忠誠か復讐か――滅びの貴族令嬢、王子の剣となる

案山子十六号

文字の大きさ
8 / 68
王子護衛騎士編

王子とお茶会①

しおりを挟む

<前書き>――――――――――――――――――

本編は第15話までゆっくりと進む展開になっています。
テンポよく物語を追いたい方は、『王子護衛騎士編』の『ここまでの人物紹介』を先に読んでから続きを進めるのがおすすめです。

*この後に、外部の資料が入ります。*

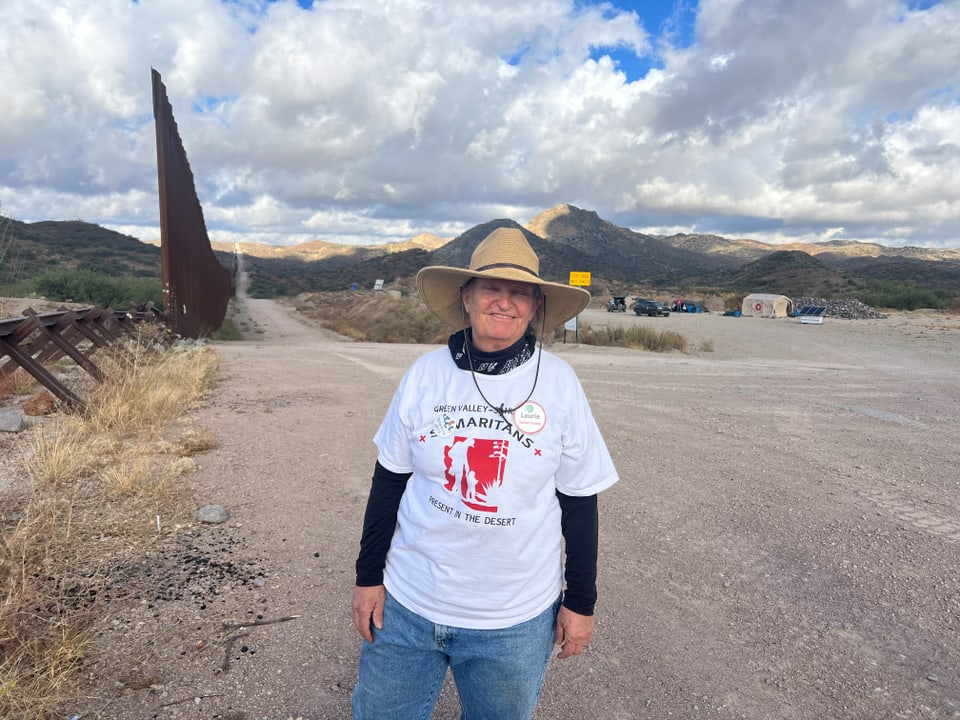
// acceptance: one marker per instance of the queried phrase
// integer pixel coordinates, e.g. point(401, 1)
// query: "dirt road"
point(784, 541)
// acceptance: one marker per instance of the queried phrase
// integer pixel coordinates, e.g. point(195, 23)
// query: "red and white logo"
point(474, 471)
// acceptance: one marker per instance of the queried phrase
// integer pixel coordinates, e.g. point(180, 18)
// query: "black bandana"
point(490, 363)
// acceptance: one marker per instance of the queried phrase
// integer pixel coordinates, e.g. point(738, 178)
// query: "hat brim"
point(439, 288)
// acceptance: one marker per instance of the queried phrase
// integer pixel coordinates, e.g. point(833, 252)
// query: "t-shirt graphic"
point(473, 468)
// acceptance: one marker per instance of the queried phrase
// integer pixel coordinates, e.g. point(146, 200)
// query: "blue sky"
point(367, 122)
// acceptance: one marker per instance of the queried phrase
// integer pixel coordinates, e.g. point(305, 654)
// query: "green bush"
point(87, 286)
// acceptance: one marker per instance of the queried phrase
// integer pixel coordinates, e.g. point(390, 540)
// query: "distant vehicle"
point(650, 308)
point(618, 304)
point(687, 305)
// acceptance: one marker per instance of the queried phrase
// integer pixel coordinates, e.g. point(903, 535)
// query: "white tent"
point(766, 305)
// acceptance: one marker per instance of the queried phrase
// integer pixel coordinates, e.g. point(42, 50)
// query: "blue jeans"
point(498, 673)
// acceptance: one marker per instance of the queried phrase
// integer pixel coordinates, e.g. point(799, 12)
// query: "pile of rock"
point(849, 308)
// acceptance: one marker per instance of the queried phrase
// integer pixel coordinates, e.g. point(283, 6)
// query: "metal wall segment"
point(196, 287)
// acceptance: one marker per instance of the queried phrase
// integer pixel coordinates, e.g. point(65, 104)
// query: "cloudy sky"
point(369, 121)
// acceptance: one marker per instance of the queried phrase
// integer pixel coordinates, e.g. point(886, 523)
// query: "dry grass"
point(638, 337)
point(374, 317)
point(19, 382)
point(97, 483)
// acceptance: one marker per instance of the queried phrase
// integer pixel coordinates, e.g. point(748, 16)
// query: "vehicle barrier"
point(34, 341)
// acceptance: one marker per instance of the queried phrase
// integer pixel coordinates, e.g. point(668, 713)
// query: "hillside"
point(567, 238)
point(31, 248)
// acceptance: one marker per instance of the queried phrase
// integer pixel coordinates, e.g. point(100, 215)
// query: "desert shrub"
point(87, 286)
point(639, 337)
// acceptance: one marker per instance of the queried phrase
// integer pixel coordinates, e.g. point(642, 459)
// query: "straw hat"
point(504, 254)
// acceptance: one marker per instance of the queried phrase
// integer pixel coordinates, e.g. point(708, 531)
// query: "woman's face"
point(500, 311)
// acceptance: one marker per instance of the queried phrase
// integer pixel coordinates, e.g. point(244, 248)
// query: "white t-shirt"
point(478, 540)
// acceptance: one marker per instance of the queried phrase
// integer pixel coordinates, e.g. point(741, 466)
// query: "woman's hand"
point(368, 609)
point(574, 631)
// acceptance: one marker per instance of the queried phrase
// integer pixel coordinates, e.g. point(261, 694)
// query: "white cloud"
point(370, 122)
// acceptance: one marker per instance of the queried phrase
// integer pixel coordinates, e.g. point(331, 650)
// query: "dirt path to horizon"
point(784, 541)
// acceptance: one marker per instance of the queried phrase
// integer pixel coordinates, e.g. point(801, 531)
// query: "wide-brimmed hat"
point(504, 254)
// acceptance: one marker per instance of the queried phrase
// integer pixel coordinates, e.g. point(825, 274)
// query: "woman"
point(487, 474)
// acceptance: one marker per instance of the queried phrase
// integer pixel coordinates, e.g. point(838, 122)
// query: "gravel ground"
point(784, 541)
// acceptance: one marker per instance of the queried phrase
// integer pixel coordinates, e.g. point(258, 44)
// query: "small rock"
point(11, 420)
point(214, 514)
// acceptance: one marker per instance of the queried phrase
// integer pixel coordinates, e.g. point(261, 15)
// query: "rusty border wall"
point(196, 286)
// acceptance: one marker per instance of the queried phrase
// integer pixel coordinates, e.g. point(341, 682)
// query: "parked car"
point(618, 304)
point(651, 308)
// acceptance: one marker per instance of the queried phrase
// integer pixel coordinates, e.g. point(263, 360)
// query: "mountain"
point(27, 249)
point(566, 238)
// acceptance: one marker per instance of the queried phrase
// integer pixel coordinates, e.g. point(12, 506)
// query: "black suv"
point(651, 308)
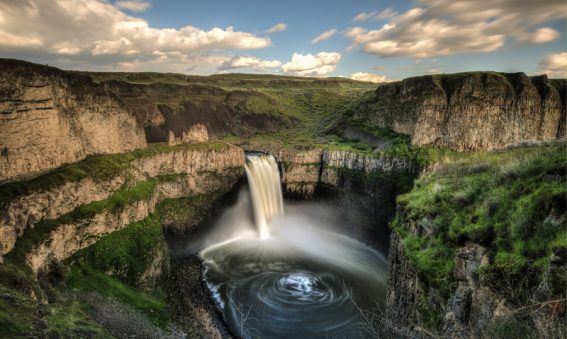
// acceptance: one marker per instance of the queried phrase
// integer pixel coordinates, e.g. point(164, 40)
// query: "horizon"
point(280, 75)
point(361, 40)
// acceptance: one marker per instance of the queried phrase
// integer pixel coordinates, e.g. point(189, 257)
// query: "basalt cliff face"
point(469, 111)
point(49, 117)
point(176, 173)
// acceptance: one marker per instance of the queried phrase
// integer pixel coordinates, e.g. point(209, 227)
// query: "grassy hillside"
point(237, 106)
point(512, 202)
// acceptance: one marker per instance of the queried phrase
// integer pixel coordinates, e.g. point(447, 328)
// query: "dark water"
point(301, 283)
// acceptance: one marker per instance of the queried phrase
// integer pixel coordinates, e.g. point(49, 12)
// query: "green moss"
point(115, 265)
point(98, 167)
point(33, 236)
point(152, 304)
point(510, 201)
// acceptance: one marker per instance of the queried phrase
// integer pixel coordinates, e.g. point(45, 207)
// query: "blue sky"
point(372, 40)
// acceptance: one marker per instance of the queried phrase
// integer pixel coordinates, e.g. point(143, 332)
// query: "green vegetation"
point(510, 201)
point(114, 267)
point(21, 314)
point(126, 195)
point(97, 167)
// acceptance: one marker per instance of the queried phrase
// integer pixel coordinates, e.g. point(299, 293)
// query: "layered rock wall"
point(202, 171)
point(49, 117)
point(469, 111)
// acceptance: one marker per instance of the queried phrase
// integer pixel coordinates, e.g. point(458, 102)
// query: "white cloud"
point(277, 28)
point(364, 16)
point(540, 36)
point(249, 62)
point(384, 14)
point(134, 6)
point(361, 76)
point(324, 36)
point(554, 65)
point(320, 64)
point(445, 27)
point(95, 34)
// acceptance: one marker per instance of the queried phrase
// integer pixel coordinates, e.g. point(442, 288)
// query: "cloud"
point(249, 62)
point(446, 27)
point(93, 34)
point(320, 64)
point(361, 76)
point(540, 36)
point(364, 16)
point(134, 6)
point(554, 65)
point(277, 28)
point(384, 14)
point(324, 36)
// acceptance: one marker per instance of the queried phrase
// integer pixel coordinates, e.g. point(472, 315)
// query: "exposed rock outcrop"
point(49, 117)
point(469, 111)
point(196, 133)
point(474, 309)
point(202, 172)
point(303, 171)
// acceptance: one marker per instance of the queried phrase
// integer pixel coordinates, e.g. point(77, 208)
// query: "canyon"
point(94, 160)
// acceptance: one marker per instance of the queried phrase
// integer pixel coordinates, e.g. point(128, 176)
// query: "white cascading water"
point(266, 191)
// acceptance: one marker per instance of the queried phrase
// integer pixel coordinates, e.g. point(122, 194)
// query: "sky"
point(366, 40)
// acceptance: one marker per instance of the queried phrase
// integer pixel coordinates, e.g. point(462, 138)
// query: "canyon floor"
point(104, 175)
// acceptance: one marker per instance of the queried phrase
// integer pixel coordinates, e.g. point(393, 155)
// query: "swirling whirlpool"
point(271, 289)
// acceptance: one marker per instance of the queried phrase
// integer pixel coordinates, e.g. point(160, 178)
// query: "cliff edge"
point(468, 111)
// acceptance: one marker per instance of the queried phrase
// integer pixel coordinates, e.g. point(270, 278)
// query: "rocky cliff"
point(49, 117)
point(468, 111)
point(477, 249)
point(74, 214)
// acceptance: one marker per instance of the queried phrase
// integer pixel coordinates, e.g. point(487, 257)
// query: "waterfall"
point(266, 191)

人物や関係性を把握した状態で読めるので、スムーズに物語に入り込めます。

じっくり読みたい方はそのままどうぞ。お好みのスタイルでお楽しみください!

<前書き>――――――――――――――――――



 王宮の中庭に設えられた優雅な茶会。銀の器に並べられた精緻な菓子、絹のクロスが敷かれた円卓、穏やかに香る花々。貴族たちは微笑をたたえながら会話を交わし、優雅な身のこなしで杯を傾ける。
 王子アレクシスの主催するこの茶会は、ただの社交の場ではない。格式と品位、そして王族との関係を示す場でもあった。今日もまた、王宮の名だたる貴族たちが集まり、華やかな雰囲気が広がっている。
 その場で、アレクシスは静かに立ち上がり、貴族たちの注目を集めた。

「本日は、お集まりいただき感謝する。さて、皆に紹介したい者がいる」

 そう言って、彼は軽く手を向ける。貴族たちの視線が、一人の女性へと注がれた。

 黒の正装に身を包んだ、端整な女剣士。銀色の髪を端正に束ね、左目には黒い眼帯をしている。
 彼女こそ、新たにアレクシスの護衛騎士に任じられたサーディスだった。

 貴族たちの間に、微かなざわめきが広がる。女性の騎士は珍しくはないが、王子直属の護衛となると話は別だ。
 さらに、サーディスの雰囲気は明らかに"宮廷騎士"のそれとは異なる。鍛えられた戦士の気配を持ちながらも、どこか隠しきれない異質な雰囲気。
 だが、サーディスは動じることなく、優雅に一礼した。

「皆様、ご機嫌麗しゅう」

 彼女の仕草は決して洗練されたものではなかった。
 だが、それでも貴族たちの目には"十分な品位"を備えた者として映った。
 無駄のない動作、流れるような所作。そして、礼を取る姿には、"宮廷での礼儀"を心得ていることが見て取れた。
 アレクシスもまた、わずかに目を細める。

(……意外だな)

 彼はサーディスが戦士としての技量を持つことは知っていた。だが、彼女がここまで"礼儀をわきまえている"とは思っていなかった。決して磨き抜かれた貴族の所作ではない。
 だが、十分に格式を保ち、"粗野な戦士"とは一線を画していた。
 貴族たちは、それを確認し、興味深げに彼女を眺める。そして、最初の驚きが収まると、茶会は再び穏やかな談笑へと戻っていった。
 アレクシスは微かに笑みを浮かべ、再び席につく。

 だが貴族の中には、"余所者"を試そうとする者たちもいた。

「サーディス殿?」
 派手な装飾を施した服を纏い、痩せぎすの男爵が声をかける。
 男爵の名はガルフォード・バースリー。
 王宮に出入りする貴族の中でも、特に格式や礼儀に厳しいことで知られる男だった。

 だが、その厳しさは"品位を保つため"ではなく、"己の優越を誇示するため"に過ぎない。
 サーディスが新たに王子の騎士として加わったことを、彼は面白く思っていなかった。

「君のような武人には馴染みがないかもしれないが……」

 彼はわざとらしく笑いながら、周囲の貴族たちに視線を送る。貴族たちは、それに応えるように、くすくすと笑った。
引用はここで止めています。